Bonds may not be what you think they are. Extremely low yields call their role in portfolio risk reduction into question.

Historical studies show that over long periods a bond allocation reduced the severity of drawdowns and frequency of down years significantly while only slightly reducing the rate of return.

Low rates both lower the return from bonds and make them less safe; a linked table/chart shows that rates under 3% for the 10-year Treasury occur about 20% of the time.

For the above reasons, I haven't owned bonds since the 2009 crisis, holding mainly cash and some I Bonds, the zero duration providing better safety and convenience.

I would consider a small position if the 10-year Treasury yield reached 3%, adding in stages at the 136-year median (3.87%) and mean (4.58%).

Bonds may not be what you think they are. They once were the principal source of portfolio ballast. They helped stabilize and offset the risk of stocks. They provided safe income. They haven't really been those things for a few years now, but they may be again in the future. Let me explain.

Bonds were once the great friends of retirement investors and insurance companies, which have to defease future liabilities. Retirees and insurance companies may sound like an odd couple, but they actually have a good bit in common. Both need dependable and predictable income. If you run an insurance company, bonds are the asset which combines safety with the predictable cash you need at known future moments. It's the same with retirees. As you get older, your needs are focused on getting income at regular intervals, and it must be dependable.

It used to be doctrinal: The older you get, the more bonds you should have in your portfolio. That's why most advisors, human or robot, have you increase your allocation to bonds at a steady pace as you grow older.

Bonds are also the anchoring asset for risk. The equity risk premium is a simple number for the amount of excess return you should expect to receive from equities in order to justify their additional risk. The measure to which it is added is usually the rate available in 10-year Treasury bonds. That's the basis for the canonical but somewhat misleading Fed model, which argues that stocks are okay to buy when their earnings divided by price (inverse of the PE) exceeds the yield on the 10-Year Treasury - possibly with room for some risk premium. The glaring flaw of this model is that it ignores the fact that stocks have very long duration and the 10-year yield is a moving target.

When you measure risk as variance, bonds have historically had a lot less risk than stocks. Bonds therefore provide safety, a modest return, and a reasonable amount of flexibility in case you need to realize cash. They used to anyway.

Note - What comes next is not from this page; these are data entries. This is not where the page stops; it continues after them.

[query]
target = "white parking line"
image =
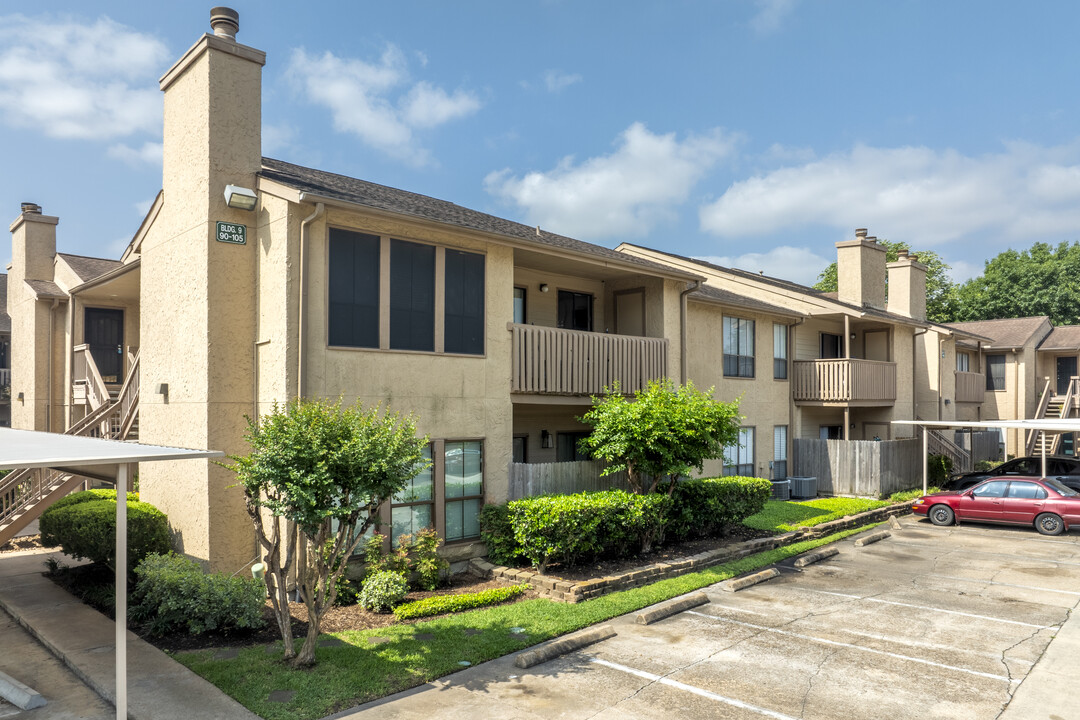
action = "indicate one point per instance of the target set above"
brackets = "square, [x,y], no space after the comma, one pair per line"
[854,647]
[922,607]
[690,689]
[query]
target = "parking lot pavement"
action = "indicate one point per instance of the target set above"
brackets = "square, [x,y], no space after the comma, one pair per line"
[929,623]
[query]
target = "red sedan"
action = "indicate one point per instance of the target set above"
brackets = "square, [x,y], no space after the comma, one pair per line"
[1042,502]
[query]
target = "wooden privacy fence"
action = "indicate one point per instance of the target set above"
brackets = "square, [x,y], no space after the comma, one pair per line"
[529,479]
[859,467]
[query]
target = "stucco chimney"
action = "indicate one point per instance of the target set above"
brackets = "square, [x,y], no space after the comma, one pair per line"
[860,270]
[907,286]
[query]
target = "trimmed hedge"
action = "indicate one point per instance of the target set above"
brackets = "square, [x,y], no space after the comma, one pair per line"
[444,603]
[173,594]
[710,506]
[84,526]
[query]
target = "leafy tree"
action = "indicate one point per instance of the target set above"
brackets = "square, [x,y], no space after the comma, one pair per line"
[663,432]
[324,471]
[1040,281]
[941,289]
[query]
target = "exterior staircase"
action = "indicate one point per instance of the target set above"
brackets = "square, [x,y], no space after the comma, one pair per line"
[26,493]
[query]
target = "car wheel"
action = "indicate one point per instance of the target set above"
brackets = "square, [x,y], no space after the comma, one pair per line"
[1049,524]
[942,515]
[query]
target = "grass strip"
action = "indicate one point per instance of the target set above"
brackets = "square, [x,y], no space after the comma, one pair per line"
[361,670]
[782,516]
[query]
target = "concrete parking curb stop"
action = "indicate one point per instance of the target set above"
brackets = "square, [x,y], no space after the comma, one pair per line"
[563,646]
[19,695]
[739,583]
[817,556]
[672,607]
[873,538]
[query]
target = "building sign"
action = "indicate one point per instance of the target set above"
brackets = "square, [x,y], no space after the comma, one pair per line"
[231,232]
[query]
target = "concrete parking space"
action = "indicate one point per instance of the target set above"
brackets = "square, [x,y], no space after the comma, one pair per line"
[929,623]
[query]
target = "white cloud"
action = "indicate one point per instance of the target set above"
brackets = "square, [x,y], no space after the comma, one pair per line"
[770,15]
[149,153]
[624,193]
[556,81]
[366,99]
[75,80]
[919,195]
[798,265]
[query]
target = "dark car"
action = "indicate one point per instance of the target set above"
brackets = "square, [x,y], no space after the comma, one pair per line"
[1042,502]
[1063,469]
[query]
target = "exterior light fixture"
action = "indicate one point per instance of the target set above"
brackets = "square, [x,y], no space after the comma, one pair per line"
[242,199]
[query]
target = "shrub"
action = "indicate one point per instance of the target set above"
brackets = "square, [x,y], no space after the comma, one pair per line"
[709,507]
[84,526]
[445,603]
[577,527]
[382,591]
[497,532]
[173,594]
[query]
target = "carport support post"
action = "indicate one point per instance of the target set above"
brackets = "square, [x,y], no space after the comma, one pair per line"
[926,458]
[121,619]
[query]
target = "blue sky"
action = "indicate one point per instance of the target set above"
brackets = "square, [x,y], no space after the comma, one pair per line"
[756,133]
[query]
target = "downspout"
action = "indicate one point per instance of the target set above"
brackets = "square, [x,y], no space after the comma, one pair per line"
[683,323]
[320,209]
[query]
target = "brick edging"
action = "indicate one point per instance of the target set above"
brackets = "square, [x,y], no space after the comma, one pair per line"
[566,591]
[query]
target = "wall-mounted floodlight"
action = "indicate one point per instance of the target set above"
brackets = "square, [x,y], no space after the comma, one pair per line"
[242,199]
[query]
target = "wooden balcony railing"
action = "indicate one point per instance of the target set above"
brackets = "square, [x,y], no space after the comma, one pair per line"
[867,382]
[548,360]
[970,386]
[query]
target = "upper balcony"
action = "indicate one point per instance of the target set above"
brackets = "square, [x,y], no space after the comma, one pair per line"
[845,381]
[970,386]
[557,362]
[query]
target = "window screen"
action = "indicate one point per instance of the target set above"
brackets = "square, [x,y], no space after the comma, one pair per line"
[353,289]
[463,329]
[412,296]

In recent years, bonds have not provided an easy solution for either insurance companies or retirees. In fact, they have become something between a challenge and a nightmare.

What Bonds Are Supposed To Do For You

Bonds backstudy well.

It is a major pillar of market doctrine that bonds dampen the volatility of your portfolio. In theory, they move in the opposite direction of stocks, at least at moments of market stress. This should smooth the path of long-term returns. The price for this smoother ride is a modest reduction in absolute return.

And it works. It has worked in the past, anyway. Many back studies of various stock/bond mixes demonstrate that this has been true over long periods - reduced volatility, fewer down years, and only modestly reduced returns at all levels of stock/bond combination.

The reduction in the number of down years and the reduced severity of drawdowns are especially important to retirement investors. For a useful table, Vanguard provides this backstudy using various indexes. It illustrates the modest diminution of total returns at each step as the ratio changes by stages from 100% stocks to 100% bonds. When you hold at least some bonds, the distribution of outcomes looks much less scary than when holding stocks alone. For this reason, portfolios holding some bonds are less dangerous to retirees who need to keep an eye on "sequence risk" (the risk of crippling down years coming early in the distribution phase).

The benefit of risk reduction provided by bonds is not spread evenly over all market conditions. This is both good news and bad news. A good bit of the risk control and portfolio smoothing done by bonds stems from a few crucial dates. You can infer this by looking closely at the data in the Vanguard study. The year 1931 recurs repeatedly as the worst one-year drawdown. This is true for every allocation except holding 100% bonds.

In extreme economic crisis, bonds do wonders for a portfolio. A move from 100% stocks to 50% in bonds reduced the worst annual drawdown (1931) almost in half (from 43.1% to 22.5%). To make the outcome sweeter, it did this mitigation of an extreme drawdown while reducing the long-term return by only 1.4% (10.1% to 8.7%). Owning some bonds provided a huge reduction of risk with a very slight reduction in returns. What's not to like about that?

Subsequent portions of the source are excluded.